RAKYATKU.COM - Kehilangan keluarga tercinta adalah hal yang menyakitkan, dan tidak bisa membawa mayat mereka untuk dikuburkan bisa lebih menyayat hati.
Tapi begitulah kenyataan yang harus dihadapi oleh Paul Njoroge dan ayah mertuanya, John Quindos Karanja.
Dengan hati yang tersayat, mereka berjalan menjauh dari tempat di mana istri dan anak-anak mereka meninggal, dengan hanya membawa sekantong tanah.
Tiga generasi keluarga mereka berada di penerbangan Ethiopian Airlines yang jatuh minggu lalu, menewaskan semua 157 orang di dalamnya.
Mereka adalah istri John Quindos Karanja, putrinya (istri Paul) dan tiga cucunya yang berusia 7 tahun, 4 tahun, dan 9 bulan.
Menteri Transportasi Ethiopia Dagmawit Moges mengatakan, identifikasi mayat korban kecelakaan bisa memakan waktu hingga enam bulan.

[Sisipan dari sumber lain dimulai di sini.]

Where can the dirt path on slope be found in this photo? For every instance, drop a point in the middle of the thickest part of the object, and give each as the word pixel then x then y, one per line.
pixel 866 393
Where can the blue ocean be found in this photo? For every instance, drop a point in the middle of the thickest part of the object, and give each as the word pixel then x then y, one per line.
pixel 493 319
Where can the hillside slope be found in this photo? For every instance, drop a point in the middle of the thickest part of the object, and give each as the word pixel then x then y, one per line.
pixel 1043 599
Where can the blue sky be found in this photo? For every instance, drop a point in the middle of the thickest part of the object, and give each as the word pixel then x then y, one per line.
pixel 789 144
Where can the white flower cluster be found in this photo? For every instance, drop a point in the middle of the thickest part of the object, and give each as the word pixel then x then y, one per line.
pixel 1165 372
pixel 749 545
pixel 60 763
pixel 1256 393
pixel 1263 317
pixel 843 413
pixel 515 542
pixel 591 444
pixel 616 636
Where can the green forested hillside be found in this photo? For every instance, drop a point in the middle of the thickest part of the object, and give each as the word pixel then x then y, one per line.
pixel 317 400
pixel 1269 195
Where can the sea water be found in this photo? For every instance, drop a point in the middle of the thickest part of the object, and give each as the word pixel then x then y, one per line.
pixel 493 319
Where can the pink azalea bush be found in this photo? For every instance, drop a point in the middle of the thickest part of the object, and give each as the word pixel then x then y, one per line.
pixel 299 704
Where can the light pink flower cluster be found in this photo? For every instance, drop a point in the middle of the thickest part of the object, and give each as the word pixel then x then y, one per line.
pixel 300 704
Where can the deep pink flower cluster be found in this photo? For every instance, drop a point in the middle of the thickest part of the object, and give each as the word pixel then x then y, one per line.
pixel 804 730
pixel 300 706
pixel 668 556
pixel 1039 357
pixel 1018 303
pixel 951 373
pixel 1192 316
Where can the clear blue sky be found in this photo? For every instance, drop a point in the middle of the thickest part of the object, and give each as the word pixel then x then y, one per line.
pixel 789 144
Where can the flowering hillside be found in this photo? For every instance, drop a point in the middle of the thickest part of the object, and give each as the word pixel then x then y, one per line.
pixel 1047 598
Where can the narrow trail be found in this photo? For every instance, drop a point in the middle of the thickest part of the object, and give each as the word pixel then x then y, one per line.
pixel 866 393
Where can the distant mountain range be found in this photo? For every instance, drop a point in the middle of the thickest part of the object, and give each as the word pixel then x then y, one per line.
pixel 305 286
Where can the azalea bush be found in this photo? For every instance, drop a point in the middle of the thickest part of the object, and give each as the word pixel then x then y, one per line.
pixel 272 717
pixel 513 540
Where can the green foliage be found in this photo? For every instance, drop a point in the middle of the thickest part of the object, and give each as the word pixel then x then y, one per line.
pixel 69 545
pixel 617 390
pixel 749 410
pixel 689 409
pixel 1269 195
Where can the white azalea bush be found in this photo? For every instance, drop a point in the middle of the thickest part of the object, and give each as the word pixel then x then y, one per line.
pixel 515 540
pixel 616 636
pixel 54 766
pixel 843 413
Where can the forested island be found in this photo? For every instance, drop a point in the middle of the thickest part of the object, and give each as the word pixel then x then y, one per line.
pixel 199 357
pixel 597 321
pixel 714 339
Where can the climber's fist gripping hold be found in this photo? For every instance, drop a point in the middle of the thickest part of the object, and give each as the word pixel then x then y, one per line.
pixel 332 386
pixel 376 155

Dia mengatakan sampel DNA sedang dikumpulkan dari anggota keluarga untuk membantu identifikasi.
Jadi, tanpa sisa-sisa anggota keluarga mereka untuk dibawa pulang, Paul dan John mengambil tanah.
"Ini hanya tanah dari daerah itu, jadi kalau-kalau DNA tidak ada yang akan didapat, saya akan menyimpan ini untuk menjadi pengingat orang-orang yang saya cintai," kata John Karanja pada CNN.
Hanya itu yang bisa mereka lakukan untuk saat ini, tapi itu tidak membawa kedamaian bagi mereka.
"Kami ingin pulang bersama mereka (mayatnya). Itulah satu-satunya cara kami dapat memiliki penutupan. Saya tidak dapat memiliki penutupan lainnya," kata Paul.
Untuk sekarang Paul Njoroge mengatakan hanya bisa meratapi ibu mertuanya, istri dan anak-anaknya di lokasi kecelakaan dan merenungkan saat-saat terakhir mereka.
"Ketika saya berpikir tentang pesawat yang jatuh dan apa yang dia pikirkan, dia pasti memikirkan saya dan bagaimana saya akan hidup. Dan anak-anak, mereka pasti memanggil ibu mereka, mereka pasti berteriak kepada ayah mereka," katanya.
"Itu tidak akan pernah meninggalkanku. Itu tidak akan pernah meninggalkanku," katanya.
Paul dan istrinya tumbuh di pedesaan Kenya. Bari-baru ini mereka tinggal di Ontario, Kanada, bersama anak-anak mereka.